Présence artistique et présence des artistes

Si nous posons la question de la présence artistique dans les territoires, encore faut-il que les professionnels de l’art et de la culture puissent assurer le devenir économique de leur activité à l’échelle de ces territoires. Une proposition artistique n’est pas dissociable d’une réflexion sur le « modèle » économique dans lequel elle s’inscrit et qui soutiendra ou entravera son développement. Pour qu’il y ait « présence artistique », encore faut-il que des artistes soient présents ! Certes, cette question interpelle prioritairement les décideurs publics et politiques qui doivent réunir les conditions économiques et financières indispensables au développement de cette « présence artistique ». Mais, la question se pose également au niveau de chaque projet. Il nous semble important que les artistes ne désertent pas ces questions et que la réflexion sur le « modèle » économique dans lequel ils inscrivent leur activité devienne une composante à part entière de la conception et de la conduite de leurs projets. Cette réappropriation du débat économique, à un niveau micro, à l’échelle singulière de chaque projet, ouvre de réelles perspectives (micro-)politiques : comment s’articulent relations marchandes et non marchandes lors de la mise en œuvre d’une action ? Quel sens prend la notion de gratuité ? Comment donner corps, concrètement, effectivement, à un idéal d’économie solidaire ?…
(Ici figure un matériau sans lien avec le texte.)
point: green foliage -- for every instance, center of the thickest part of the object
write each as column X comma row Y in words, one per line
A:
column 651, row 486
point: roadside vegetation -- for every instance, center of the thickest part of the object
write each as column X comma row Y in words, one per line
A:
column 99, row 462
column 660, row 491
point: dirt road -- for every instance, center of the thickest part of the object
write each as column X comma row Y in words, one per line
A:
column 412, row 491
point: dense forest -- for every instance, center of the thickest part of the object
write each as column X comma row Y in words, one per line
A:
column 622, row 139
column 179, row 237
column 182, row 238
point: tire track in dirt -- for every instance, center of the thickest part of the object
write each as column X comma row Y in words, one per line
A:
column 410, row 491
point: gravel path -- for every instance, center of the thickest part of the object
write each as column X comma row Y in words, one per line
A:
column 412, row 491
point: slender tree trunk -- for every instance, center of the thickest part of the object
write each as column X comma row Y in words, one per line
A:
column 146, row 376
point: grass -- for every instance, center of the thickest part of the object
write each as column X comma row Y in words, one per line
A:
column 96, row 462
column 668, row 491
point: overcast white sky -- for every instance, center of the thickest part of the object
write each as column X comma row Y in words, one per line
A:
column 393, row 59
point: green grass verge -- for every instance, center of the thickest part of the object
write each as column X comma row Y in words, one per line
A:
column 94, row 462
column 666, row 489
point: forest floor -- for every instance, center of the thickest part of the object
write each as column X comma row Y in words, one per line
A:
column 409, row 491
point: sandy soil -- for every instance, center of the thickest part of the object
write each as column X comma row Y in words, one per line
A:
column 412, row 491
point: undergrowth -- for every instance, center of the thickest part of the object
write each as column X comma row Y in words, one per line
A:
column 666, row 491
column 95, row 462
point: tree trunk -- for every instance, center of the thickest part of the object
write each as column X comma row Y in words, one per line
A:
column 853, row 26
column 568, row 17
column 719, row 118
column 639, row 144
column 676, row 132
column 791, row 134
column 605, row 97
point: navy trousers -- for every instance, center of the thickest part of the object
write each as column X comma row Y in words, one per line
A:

Pascal NICOLAS-LE STRAT, mars 2009

[1] La journée, à l’initiative de Sylvie Robert, Vice-présidente de la Région, chargée de la culture, a été animée par Marie-Pierre Bouchaudy, Directrice de la Culture au Conseil Régional de Bretagne.

[2] Ces questions et hypothèses sont reprises du texte d’annonce de cette journée Présence artistique.

[3] « Réhabilitation d’un ancien site industriel par le vecteur de l’art » avec Luc Perrot, directeur artistique de la compagnie La Litote (Sotteville-lès-Rouen) et Jean David, président de la Communauté de communes du Pays de Belle-Isle-en-Terre. « Les Nouveaux Commanditaires de la Fondation de France« , avec Anastassia Makridou-Bretonneau, directrice Eternal Network, François Seigneur, artiste-architecte et Pascal Renault de l’association MIR (Mené Initiatives Rurales). « Des artistes présents dans les lycées – des lycéens avec des artistes dans le théâtre de Pays« , avec Marie-Pierre Rouger, déléguée à la vie lycéenne et aux projets innovants et Albert Guihard, directeur du Canal – théâtre du Pays de Redon. « Présence artistique au fil de l’eau » avec Charlie Windelschmidt de la compagnie Derezo à Brest. « Rainbow, une création avec des danseurs amateurs« , avec Emmanuelle Vo-Dinh, chorégraphe, compagnie Sui-Generis à Rennes.